Lorsqu'il s'agit d'un artiste privé, on peut arguer qu'il s'agit de ses opinions personnelles et de sa liberté d'expression. Cependant, dans le cas de Grayeb, il s'agit également d'une personne qui a intégré l'enseignement à Bezalel — une institution académique israélienne opérant dans le cadre du système d'enseignement supérieur.
Par conséquent, la question n'est pas de savoir si Grayeb est autorisé à se définir comme « Palestinien », mais si une institution académique israélienne est au courant de l'ensemble des déclarations faites par quelqu'un qui enseigne à ses étudiants, et quelles limites elle fixe lorsqu'un enseignant présente, selon la documentation publiée, des villes souveraines d'Israël comme étant la « Palestine » et l'armée du pays comme étant les « forces d'occupation ».
La question prend un poids supplémentaire car Bezalel n'est pas seulement une galerie privée ou un cadre artistique indépendant. Il s'agit d'un établissement d'enseignement supérieur, et la question se pose donc de savoir comment l'institution distingue la liberté académique et artistique des déclarations du personnel enseignant concernant la légitimité même de l'État.
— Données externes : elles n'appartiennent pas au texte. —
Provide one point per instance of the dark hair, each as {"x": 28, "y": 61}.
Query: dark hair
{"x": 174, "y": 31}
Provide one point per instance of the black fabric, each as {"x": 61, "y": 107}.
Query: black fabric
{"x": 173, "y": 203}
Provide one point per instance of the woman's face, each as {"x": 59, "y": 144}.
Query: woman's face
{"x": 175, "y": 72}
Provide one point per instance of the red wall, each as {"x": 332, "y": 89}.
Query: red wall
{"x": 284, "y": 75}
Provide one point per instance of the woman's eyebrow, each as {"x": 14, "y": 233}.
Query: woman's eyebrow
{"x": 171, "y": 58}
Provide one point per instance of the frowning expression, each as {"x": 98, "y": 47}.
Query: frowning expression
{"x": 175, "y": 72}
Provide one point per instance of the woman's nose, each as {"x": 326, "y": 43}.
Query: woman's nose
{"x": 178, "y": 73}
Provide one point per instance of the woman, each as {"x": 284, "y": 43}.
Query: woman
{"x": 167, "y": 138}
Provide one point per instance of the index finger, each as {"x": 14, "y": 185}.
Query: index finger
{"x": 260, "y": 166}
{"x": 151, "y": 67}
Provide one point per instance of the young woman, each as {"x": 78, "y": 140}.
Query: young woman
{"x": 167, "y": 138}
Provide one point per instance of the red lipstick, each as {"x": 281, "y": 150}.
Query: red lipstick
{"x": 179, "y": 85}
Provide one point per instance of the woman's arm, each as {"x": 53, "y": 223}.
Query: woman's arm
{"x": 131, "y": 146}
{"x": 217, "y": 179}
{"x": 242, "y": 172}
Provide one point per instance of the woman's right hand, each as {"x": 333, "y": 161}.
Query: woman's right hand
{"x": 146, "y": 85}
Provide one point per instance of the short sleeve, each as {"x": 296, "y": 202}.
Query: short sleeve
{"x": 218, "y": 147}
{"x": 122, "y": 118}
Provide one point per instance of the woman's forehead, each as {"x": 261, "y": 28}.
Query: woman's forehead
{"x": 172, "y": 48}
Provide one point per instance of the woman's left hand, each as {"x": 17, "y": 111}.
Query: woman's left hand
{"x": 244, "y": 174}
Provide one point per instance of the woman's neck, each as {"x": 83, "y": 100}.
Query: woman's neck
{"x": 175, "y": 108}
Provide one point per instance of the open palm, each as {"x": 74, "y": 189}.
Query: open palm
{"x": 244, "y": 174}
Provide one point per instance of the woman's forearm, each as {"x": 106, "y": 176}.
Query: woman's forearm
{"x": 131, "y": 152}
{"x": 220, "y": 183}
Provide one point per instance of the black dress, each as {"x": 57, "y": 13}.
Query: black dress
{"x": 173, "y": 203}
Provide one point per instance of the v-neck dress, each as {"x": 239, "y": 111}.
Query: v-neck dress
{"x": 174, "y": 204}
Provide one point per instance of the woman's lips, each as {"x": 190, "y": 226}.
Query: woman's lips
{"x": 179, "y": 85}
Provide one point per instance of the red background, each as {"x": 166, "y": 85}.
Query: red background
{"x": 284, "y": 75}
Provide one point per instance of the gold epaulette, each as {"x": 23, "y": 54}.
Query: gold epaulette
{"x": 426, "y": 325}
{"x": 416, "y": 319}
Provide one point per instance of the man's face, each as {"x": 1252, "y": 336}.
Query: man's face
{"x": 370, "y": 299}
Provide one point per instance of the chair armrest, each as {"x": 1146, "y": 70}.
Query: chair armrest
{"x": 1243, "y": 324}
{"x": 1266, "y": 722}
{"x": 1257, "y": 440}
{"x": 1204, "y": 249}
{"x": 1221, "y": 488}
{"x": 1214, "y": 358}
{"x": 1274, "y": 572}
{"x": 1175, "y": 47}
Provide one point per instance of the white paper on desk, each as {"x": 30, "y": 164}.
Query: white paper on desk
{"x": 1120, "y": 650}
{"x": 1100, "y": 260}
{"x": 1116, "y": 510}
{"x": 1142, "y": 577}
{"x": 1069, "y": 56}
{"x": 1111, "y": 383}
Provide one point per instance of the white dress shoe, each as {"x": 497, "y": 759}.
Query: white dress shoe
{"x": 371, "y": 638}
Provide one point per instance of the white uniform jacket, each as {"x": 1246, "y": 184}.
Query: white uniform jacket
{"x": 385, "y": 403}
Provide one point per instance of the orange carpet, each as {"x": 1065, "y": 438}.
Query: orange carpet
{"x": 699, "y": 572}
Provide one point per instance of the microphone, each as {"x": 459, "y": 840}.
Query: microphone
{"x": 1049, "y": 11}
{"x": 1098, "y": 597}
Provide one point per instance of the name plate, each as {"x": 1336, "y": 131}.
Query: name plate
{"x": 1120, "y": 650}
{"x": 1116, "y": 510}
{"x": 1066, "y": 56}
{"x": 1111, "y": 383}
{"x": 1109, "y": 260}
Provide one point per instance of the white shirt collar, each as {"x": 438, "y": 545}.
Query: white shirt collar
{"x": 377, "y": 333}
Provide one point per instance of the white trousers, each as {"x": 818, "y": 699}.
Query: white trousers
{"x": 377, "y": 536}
Dix jours après le 7 octobre
Selon l'article allemand, dès le 17 octobre 2023, seulement dix jours après le massacre du 7 octobre et avant même le début de la manœuvre terrestre dans la bande de Gaza, Grayeb a publié un appel à arrêter ce qu'il a qualifié de « génocide » des Palestiniens.
L'auteure de l'article note qu'elle n'a trouvé dans ses publications aucune référence correspondante au massacre commis par le Hamas.
D'Israël aux « territoires palestiniens »
Grayeb bénéficie désormais d'une reconnaissance internationale : il a été sélectionné pour la prestigieuse bourse d'artistes du DAAD allemand, mais même là, Israël disparaît de la définition.
Selon l'article, Grayeb, né à Nazareth, a été présenté sous la définition d'origine « territoires palestiniens ». L'auteure de l'article note que pour d'autres artistes, il est d'usage d'indiquer le lieu de naissance, alors que dans son cas, une définition différente a été utilisée.
Plus tard, lorsqu'elle a contacté le DAAD pour savoir où Grayeb est enregistré en tant que résident, on lui a répondu que sa propre déclaration indique « Jérusalem-Est et Ramallah ». Elle affirme que lorsqu'elle a demandé des documents officiels, il lui a été précisé qu'il s'agissait uniquement d'une auto-déclaration.
Le DAAD lui-même est financé principalement par des fonds publics allemands. Selon les données présentées dans l'article, la bourse fournit généralement environ 2 000 à 3 500 euros par mois, et en 2021, le budget total de l'organisation s'élevait à environ 634,7 millions d'euros.
En réponse à une demande à ce sujet, le DAAD a précisé que le programme pour artistes n'adopte pas le contenu privé publié par les artistes qu'il soutient. L'organisation a également souligné sa « responsabilité historique envers l'État d'Israël et ses habitants ».
Cependant, en Israël, une autre question, peut-être plus significative, demeure : comment une institution académique israélienne réglementée réagit-elle à de telles déclarations lorsqu'elles proviennent non seulement d'un artiste privé, mais d'une personne qui a également intégré l'enseignement aux étudiants au sein de l'institution ?
Bezalel était-il au courant des publications ? Ont-elles été examinées par la direction de l'institution ? Et où, du point de vue de l'académie, passe la ligne entre la liberté d'expression et de création d'un enseignant et la présentation de l'État d'Israël comme une occupation et de son territoire souverain comme la « Palestine » ?
La réponse de Bezalel sera fournie dès réception.
La réponse d'Issa Grayeb sera fournie dès réception.